Elle m’aurait cru. Elle aurait même ri en frôlant mon khi-deux du bout de l’index.
Après avoir tombé les vestes, on se serait installés dans le clic-clac, un verre à la main.
Une gorgée plus tard, on n’aurait plus de verre à la main et on serait comme qui dirait enlacés, avec en fond musical la b.o. de " West side story ", notre film fétiche. On avait échangé notre premier baiser en regardant ce film un dimanche soir à la télé chez des amis communs durant des vacances d’été à la mer. Mon khi-deux n’aurait pas arrêté de faire son petit effet. Mon ex aurait été transformée en adorable héroïne de film en cinémascope. J’aurais très bien pu abuser de la situation si je l’avais voulu. Mon ex m’aurait dévoré des yeux et carrément avalé.
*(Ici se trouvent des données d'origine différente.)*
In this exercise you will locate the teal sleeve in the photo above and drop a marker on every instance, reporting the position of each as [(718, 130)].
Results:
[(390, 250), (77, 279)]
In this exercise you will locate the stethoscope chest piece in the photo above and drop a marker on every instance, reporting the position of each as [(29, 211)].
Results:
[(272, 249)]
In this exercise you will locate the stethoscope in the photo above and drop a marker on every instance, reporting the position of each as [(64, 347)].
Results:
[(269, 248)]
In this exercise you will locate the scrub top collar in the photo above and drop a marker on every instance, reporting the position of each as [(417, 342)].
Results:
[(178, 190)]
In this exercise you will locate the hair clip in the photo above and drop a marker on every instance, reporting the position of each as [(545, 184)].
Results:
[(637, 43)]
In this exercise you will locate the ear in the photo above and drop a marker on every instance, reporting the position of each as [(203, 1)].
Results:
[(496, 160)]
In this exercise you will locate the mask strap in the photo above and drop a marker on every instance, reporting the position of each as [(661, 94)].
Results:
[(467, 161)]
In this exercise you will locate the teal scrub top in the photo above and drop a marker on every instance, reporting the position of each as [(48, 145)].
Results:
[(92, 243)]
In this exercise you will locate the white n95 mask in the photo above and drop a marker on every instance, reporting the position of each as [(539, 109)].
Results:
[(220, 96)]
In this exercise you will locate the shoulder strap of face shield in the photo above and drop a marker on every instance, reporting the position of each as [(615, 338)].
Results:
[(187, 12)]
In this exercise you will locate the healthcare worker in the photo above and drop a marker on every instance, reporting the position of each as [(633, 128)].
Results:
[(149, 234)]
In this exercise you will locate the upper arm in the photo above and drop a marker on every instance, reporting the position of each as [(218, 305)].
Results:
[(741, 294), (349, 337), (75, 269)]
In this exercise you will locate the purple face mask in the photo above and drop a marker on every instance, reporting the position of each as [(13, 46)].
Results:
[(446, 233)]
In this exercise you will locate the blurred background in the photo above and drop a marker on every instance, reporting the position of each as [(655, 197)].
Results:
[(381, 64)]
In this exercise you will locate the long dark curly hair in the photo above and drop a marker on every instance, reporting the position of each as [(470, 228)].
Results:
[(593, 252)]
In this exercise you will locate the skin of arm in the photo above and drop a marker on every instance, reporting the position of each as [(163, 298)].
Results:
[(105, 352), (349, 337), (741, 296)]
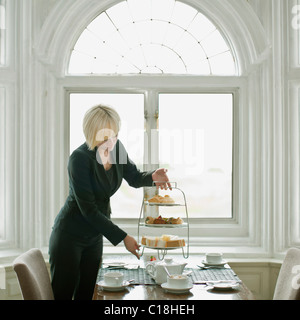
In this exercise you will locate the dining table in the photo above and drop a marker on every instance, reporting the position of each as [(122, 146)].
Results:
[(142, 287)]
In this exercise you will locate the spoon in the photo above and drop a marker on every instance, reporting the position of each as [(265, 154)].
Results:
[(167, 271)]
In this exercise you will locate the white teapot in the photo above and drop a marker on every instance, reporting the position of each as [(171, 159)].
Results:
[(157, 269)]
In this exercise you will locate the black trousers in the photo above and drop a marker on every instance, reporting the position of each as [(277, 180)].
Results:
[(74, 265)]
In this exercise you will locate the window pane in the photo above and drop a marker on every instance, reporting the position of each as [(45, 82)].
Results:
[(158, 30), (126, 202), (195, 144), (2, 31)]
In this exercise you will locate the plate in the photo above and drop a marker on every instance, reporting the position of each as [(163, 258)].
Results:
[(175, 290), (163, 204), (113, 288), (223, 285), (222, 263), (114, 264), (163, 248), (166, 225)]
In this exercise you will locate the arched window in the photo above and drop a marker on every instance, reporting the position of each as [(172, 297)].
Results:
[(186, 128), (152, 37)]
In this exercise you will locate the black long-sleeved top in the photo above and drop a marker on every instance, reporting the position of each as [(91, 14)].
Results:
[(86, 212)]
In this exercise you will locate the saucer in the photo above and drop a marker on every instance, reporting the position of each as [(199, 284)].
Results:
[(222, 263), (113, 288), (175, 290), (223, 285), (114, 264)]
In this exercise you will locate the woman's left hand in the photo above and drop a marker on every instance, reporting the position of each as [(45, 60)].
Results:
[(161, 178)]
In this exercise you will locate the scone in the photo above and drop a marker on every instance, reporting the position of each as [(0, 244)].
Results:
[(167, 199)]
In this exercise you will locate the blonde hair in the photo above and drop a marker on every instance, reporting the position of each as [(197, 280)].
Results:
[(99, 124)]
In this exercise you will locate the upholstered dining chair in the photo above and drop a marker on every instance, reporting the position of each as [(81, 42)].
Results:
[(33, 276), (288, 282)]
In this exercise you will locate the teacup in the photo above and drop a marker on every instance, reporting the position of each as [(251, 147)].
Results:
[(178, 281), (114, 279), (214, 258)]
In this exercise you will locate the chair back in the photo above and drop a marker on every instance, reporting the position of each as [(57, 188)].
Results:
[(33, 276), (288, 282)]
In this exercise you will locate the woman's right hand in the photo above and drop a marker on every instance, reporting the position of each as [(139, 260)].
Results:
[(131, 245)]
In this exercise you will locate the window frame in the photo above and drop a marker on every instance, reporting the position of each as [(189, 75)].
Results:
[(214, 230)]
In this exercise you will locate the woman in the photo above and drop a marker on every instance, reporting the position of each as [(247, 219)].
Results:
[(95, 170)]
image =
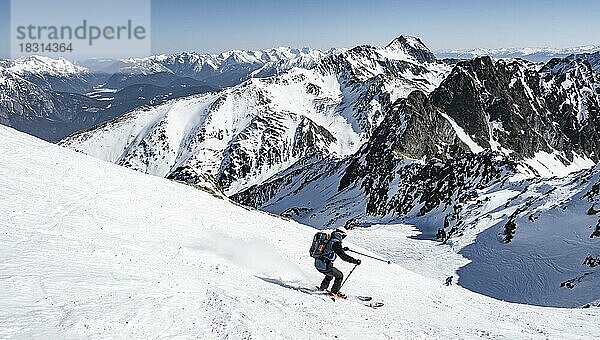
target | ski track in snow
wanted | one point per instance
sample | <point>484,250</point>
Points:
<point>90,249</point>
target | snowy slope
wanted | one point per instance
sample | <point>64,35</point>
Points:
<point>90,249</point>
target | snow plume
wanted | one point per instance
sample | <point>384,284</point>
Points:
<point>256,255</point>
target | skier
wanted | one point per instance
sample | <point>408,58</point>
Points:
<point>324,264</point>
<point>448,281</point>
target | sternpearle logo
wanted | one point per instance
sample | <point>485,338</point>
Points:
<point>80,29</point>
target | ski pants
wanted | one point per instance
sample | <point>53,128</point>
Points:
<point>330,274</point>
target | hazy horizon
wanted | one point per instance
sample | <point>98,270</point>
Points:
<point>214,27</point>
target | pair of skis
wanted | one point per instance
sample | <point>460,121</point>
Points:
<point>365,300</point>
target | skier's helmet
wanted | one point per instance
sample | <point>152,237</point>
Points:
<point>343,231</point>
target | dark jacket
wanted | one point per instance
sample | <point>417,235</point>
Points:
<point>333,249</point>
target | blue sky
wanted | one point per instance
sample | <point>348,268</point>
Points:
<point>214,26</point>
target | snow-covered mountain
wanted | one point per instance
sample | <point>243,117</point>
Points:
<point>113,87</point>
<point>529,53</point>
<point>245,134</point>
<point>489,123</point>
<point>219,70</point>
<point>90,249</point>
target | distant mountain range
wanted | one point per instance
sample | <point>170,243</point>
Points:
<point>543,54</point>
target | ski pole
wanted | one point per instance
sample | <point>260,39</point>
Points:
<point>347,277</point>
<point>378,259</point>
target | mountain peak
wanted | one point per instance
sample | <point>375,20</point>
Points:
<point>411,46</point>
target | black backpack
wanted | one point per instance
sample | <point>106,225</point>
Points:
<point>317,247</point>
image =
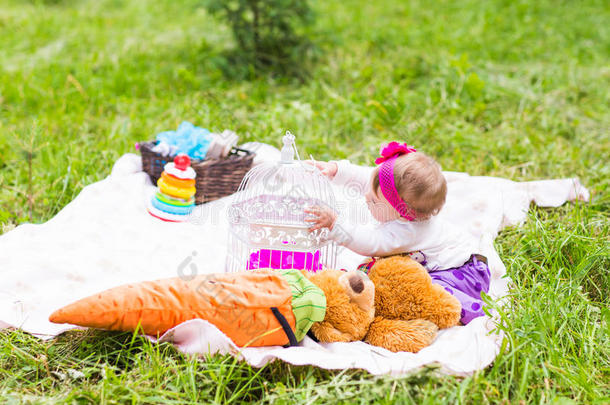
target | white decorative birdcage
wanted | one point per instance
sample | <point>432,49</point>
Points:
<point>267,218</point>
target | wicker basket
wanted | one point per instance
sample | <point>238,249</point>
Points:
<point>216,178</point>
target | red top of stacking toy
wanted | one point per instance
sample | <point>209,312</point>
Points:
<point>182,162</point>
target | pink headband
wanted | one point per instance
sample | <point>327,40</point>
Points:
<point>386,177</point>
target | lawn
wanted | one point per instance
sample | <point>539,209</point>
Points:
<point>518,89</point>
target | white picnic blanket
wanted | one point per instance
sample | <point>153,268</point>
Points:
<point>105,238</point>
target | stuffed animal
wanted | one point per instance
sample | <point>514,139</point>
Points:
<point>409,308</point>
<point>253,308</point>
<point>396,306</point>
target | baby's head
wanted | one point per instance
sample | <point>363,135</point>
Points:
<point>420,184</point>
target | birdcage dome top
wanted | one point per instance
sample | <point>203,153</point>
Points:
<point>277,193</point>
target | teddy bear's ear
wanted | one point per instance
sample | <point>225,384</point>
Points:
<point>359,288</point>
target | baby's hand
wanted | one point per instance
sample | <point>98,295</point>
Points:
<point>324,218</point>
<point>329,169</point>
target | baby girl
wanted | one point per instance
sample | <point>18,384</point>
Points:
<point>404,193</point>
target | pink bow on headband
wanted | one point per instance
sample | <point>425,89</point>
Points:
<point>394,149</point>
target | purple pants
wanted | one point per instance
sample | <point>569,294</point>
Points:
<point>466,283</point>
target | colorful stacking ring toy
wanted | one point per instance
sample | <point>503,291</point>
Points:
<point>175,198</point>
<point>174,191</point>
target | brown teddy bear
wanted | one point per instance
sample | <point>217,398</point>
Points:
<point>409,308</point>
<point>395,307</point>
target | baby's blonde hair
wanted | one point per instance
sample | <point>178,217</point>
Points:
<point>419,182</point>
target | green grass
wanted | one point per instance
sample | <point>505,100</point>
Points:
<point>518,89</point>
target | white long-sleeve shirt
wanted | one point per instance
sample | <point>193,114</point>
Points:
<point>435,243</point>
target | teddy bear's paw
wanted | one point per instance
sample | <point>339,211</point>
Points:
<point>401,336</point>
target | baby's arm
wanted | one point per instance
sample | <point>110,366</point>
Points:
<point>372,240</point>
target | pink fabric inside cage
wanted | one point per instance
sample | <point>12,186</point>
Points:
<point>284,259</point>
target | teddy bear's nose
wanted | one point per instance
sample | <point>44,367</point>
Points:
<point>356,283</point>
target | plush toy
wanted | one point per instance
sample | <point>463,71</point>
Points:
<point>253,308</point>
<point>409,308</point>
<point>396,306</point>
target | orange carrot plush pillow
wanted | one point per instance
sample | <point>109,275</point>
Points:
<point>252,308</point>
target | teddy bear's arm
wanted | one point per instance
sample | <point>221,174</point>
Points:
<point>326,333</point>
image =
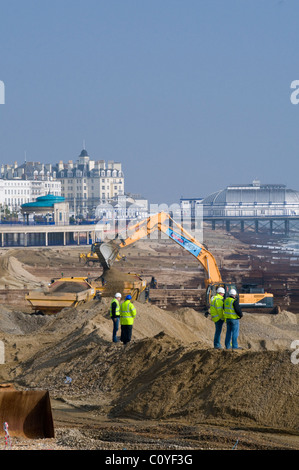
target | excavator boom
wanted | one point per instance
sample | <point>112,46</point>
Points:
<point>108,252</point>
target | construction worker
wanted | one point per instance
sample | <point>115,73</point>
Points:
<point>115,315</point>
<point>216,311</point>
<point>232,313</point>
<point>127,316</point>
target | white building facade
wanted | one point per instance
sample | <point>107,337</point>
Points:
<point>15,192</point>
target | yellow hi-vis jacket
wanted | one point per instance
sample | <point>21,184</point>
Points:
<point>127,313</point>
<point>117,308</point>
<point>229,311</point>
<point>216,308</point>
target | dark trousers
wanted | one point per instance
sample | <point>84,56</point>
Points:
<point>115,329</point>
<point>126,333</point>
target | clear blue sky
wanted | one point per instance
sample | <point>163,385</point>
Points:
<point>190,95</point>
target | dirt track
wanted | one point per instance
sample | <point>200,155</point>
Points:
<point>168,389</point>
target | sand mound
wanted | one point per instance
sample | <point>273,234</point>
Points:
<point>171,370</point>
<point>13,273</point>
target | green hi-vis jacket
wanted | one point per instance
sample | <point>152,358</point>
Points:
<point>216,308</point>
<point>229,310</point>
<point>127,313</point>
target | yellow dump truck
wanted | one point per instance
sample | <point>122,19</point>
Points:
<point>74,291</point>
<point>61,293</point>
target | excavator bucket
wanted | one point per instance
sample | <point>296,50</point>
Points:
<point>107,253</point>
<point>26,413</point>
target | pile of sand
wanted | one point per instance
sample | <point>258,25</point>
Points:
<point>170,371</point>
<point>14,275</point>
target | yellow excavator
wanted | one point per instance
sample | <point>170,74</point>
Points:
<point>109,251</point>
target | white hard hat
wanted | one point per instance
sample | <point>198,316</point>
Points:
<point>220,290</point>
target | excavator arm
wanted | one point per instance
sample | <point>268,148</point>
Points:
<point>165,224</point>
<point>108,252</point>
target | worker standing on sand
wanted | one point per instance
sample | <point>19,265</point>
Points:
<point>127,316</point>
<point>232,313</point>
<point>115,315</point>
<point>216,311</point>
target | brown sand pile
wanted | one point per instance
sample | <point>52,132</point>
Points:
<point>13,273</point>
<point>115,281</point>
<point>171,370</point>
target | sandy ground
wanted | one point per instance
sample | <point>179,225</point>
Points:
<point>168,389</point>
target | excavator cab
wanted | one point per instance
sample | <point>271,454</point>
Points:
<point>106,252</point>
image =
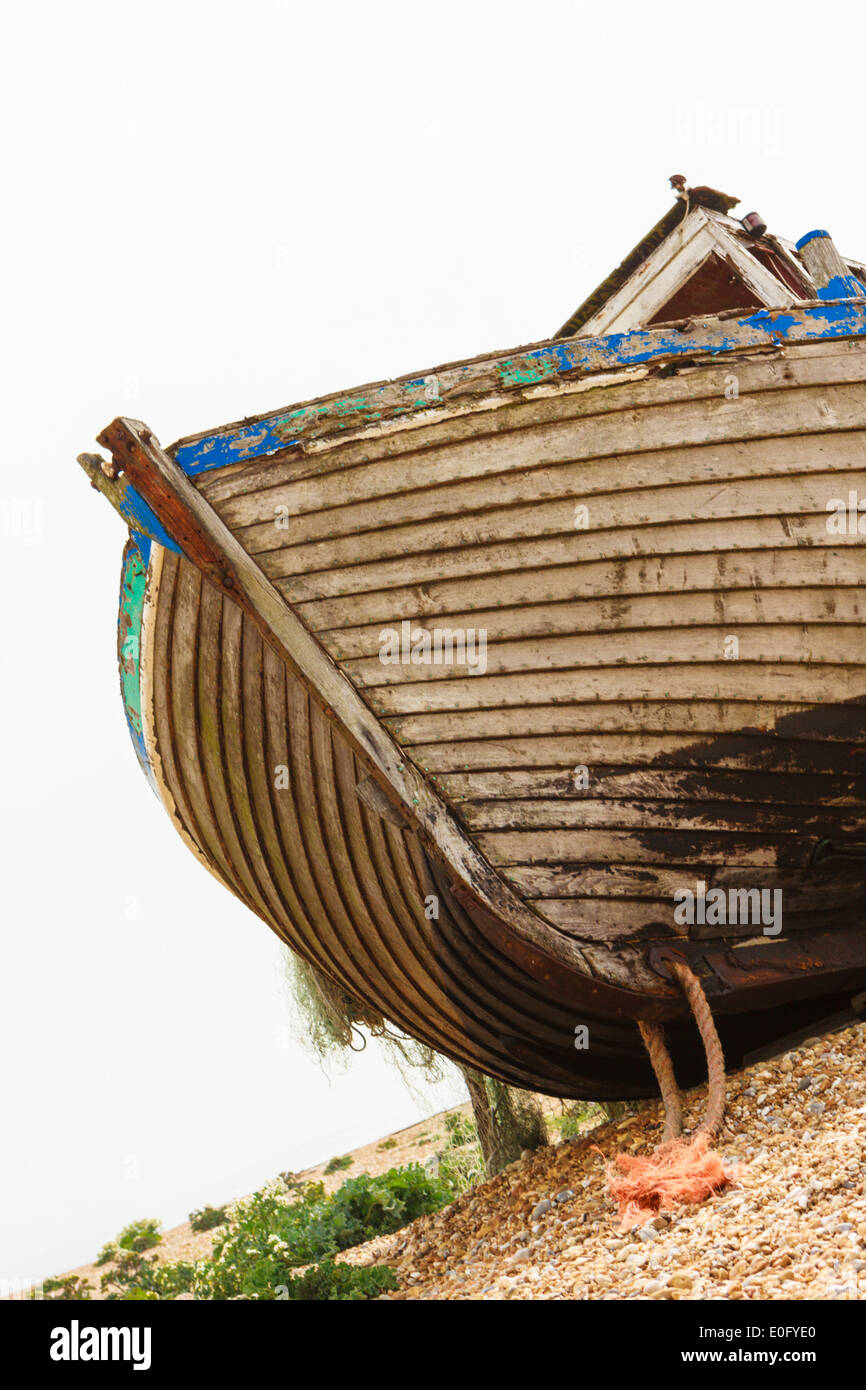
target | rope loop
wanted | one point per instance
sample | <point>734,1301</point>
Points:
<point>663,1068</point>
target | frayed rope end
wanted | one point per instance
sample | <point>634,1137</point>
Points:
<point>679,1172</point>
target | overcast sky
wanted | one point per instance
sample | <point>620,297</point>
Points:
<point>211,211</point>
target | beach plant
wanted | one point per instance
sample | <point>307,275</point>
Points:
<point>206,1218</point>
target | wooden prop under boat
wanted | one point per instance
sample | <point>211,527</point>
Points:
<point>464,681</point>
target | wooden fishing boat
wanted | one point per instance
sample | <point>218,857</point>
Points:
<point>463,683</point>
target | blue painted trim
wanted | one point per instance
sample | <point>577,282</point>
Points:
<point>131,606</point>
<point>142,520</point>
<point>395,399</point>
<point>811,236</point>
<point>843,287</point>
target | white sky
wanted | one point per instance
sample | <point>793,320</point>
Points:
<point>214,210</point>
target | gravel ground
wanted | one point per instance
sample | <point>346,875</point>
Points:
<point>793,1225</point>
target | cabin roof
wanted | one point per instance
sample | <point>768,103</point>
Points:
<point>694,262</point>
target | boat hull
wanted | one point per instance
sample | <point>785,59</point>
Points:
<point>673,699</point>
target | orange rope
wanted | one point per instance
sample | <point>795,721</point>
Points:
<point>679,1171</point>
<point>715,1057</point>
<point>662,1065</point>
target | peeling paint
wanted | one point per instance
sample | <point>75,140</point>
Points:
<point>563,357</point>
<point>134,584</point>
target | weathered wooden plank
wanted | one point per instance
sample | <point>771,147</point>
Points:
<point>687,679</point>
<point>527,369</point>
<point>594,751</point>
<point>613,510</point>
<point>694,719</point>
<point>284,516</point>
<point>558,813</point>
<point>610,581</point>
<point>669,847</point>
<point>669,784</point>
<point>615,615</point>
<point>520,662</point>
<point>531,558</point>
<point>635,388</point>
<point>804,890</point>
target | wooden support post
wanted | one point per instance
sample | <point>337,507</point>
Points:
<point>827,268</point>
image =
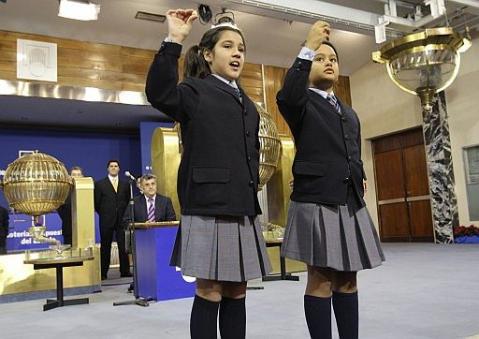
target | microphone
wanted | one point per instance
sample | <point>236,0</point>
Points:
<point>129,175</point>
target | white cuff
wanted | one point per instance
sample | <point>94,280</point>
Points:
<point>306,54</point>
<point>168,39</point>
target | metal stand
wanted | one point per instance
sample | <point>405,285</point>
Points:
<point>138,300</point>
<point>59,302</point>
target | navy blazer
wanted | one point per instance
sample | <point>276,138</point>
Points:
<point>110,205</point>
<point>219,169</point>
<point>164,210</point>
<point>4,223</point>
<point>328,145</point>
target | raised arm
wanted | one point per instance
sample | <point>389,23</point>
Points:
<point>161,88</point>
<point>293,96</point>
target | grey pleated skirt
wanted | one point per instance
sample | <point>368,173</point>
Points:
<point>221,248</point>
<point>334,237</point>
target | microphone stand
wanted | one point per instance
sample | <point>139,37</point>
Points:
<point>131,227</point>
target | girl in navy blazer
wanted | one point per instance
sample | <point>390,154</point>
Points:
<point>329,227</point>
<point>220,240</point>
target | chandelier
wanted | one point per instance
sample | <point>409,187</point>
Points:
<point>424,63</point>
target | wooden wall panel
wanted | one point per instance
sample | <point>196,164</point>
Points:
<point>343,90</point>
<point>274,77</point>
<point>124,68</point>
<point>84,63</point>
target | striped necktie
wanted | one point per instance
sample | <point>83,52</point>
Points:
<point>238,93</point>
<point>151,210</point>
<point>333,101</point>
<point>115,184</point>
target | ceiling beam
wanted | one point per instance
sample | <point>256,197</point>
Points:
<point>341,17</point>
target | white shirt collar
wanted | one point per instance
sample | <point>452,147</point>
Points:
<point>147,198</point>
<point>231,83</point>
<point>324,94</point>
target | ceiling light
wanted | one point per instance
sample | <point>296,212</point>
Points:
<point>78,10</point>
<point>424,63</point>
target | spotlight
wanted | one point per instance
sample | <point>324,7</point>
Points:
<point>205,13</point>
<point>78,10</point>
<point>225,17</point>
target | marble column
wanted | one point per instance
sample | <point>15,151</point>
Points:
<point>440,170</point>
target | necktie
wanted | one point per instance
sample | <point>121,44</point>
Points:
<point>238,93</point>
<point>115,184</point>
<point>151,210</point>
<point>333,101</point>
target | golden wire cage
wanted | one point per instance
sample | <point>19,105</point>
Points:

Je t’ai pardonné depuis longtemps, tu sais, elle m’aurait susurré, si tu le désirais, on pourrait reprendre à zéro, nous deux, mon chou, toi et moi, biquet et biquette, comme avant, tu te souviens les bons moments qu’on a passés ensemble ? Ah, ce que j’aimerais que le temps fasse marche arrière. Embrasse-moi…
Mais je n’aurais pas abusé.
Mon khi-deux et moi sommes restés sagement dans l’ombre à épier et à rêver. Mon ex est rentrée chez elle. Je ne l’ai pas suivie dans la maison et je n’ai pas eu besoin d’en ressortir à reculons, le khi-deux braqué sur son sourire, sinon elle aurait hurlé au viol, à l’assassin et, pire encore, au retour du mari.